What didn’t go as expected?
My initial conceptions about Gentoo included a cutting-edge environment, with a difficult-to-master package management system and customization abilities that allowed for drastically improved performance. I learned that the stock version of Gentoo is very stable, but not necessarily cutting edge – many GNOME packages are still marked as ‘unstable’ for x64 architectures past 2.20, which was originally released in September 2007.

Unlike a Debian environment, where the ‘testing’ branch is reasonably usable for a non-project developer, the ‘unstable’ environment packages in Gentoo can completely break Portage, leaving you without a good way to manage software.

While desktop performance was quite in line with my idea of improved performance, certain elements are not quite at the level of more desktop-oriented distributions like Ubuntu.
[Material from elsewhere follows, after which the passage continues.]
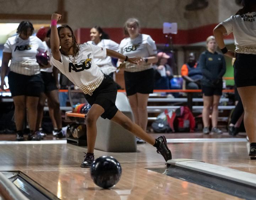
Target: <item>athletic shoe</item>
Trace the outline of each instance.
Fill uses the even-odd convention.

The bootup sequence happens in series by default and waits on a DHCP response before even thinking about GDM/KDM or other services; turning on parallel-boot options for reduced startup time caused my network adapter to need several mashings of “ifdown eth0; ifup eth0″ in a terminal before it would consider acquiring an IP address.

Cloud computing and privacy
Through the experiment I also did not succeed with my goal to keep data out of the ‘cloud’ as much as possible. Through numerous reinstalls, filesystem changes and hardware swaps, I found that the most reliable and convenient way to save and access data was to store it with Google – either in Gmail, Documents or another service. It’s the little things, like how Thunderbird will not save a SMTP password until you first send a message with that account… and then you have to fire up KeePass, and by that time you may be dealing with another message and forget about the original email.

I will be working on reducing my dependence on Google in the new year by migrating documents, keychains and other important files to a server in a local datacenter, which is not subject to the USA PATRIOT act. I expect this will be a long and slow process of learning and breaking old habits.

What’s next for me?

  • My main machine now boots Windows 7 Professional. This is due to the recent Steam holiday sale – one of my favourite games right now is Torchlight, which is heavily influenced by Diablo/Diablo II. I also enjoy having a Windows machine around for Visual Studio development.
  • During January, I will be installing Fedora 12 and trying to make some additional games work using some of these instructions.
  • I also now have a second machine running Xubuntu 9.10. I chose XFCE as the computer has a limited amount of memory and disk space, and makes a perfect test environment for Linux applications.
  • In the future, I might try managing an Asterisk installation from the Xubuntu system for more experience with telephony server administration.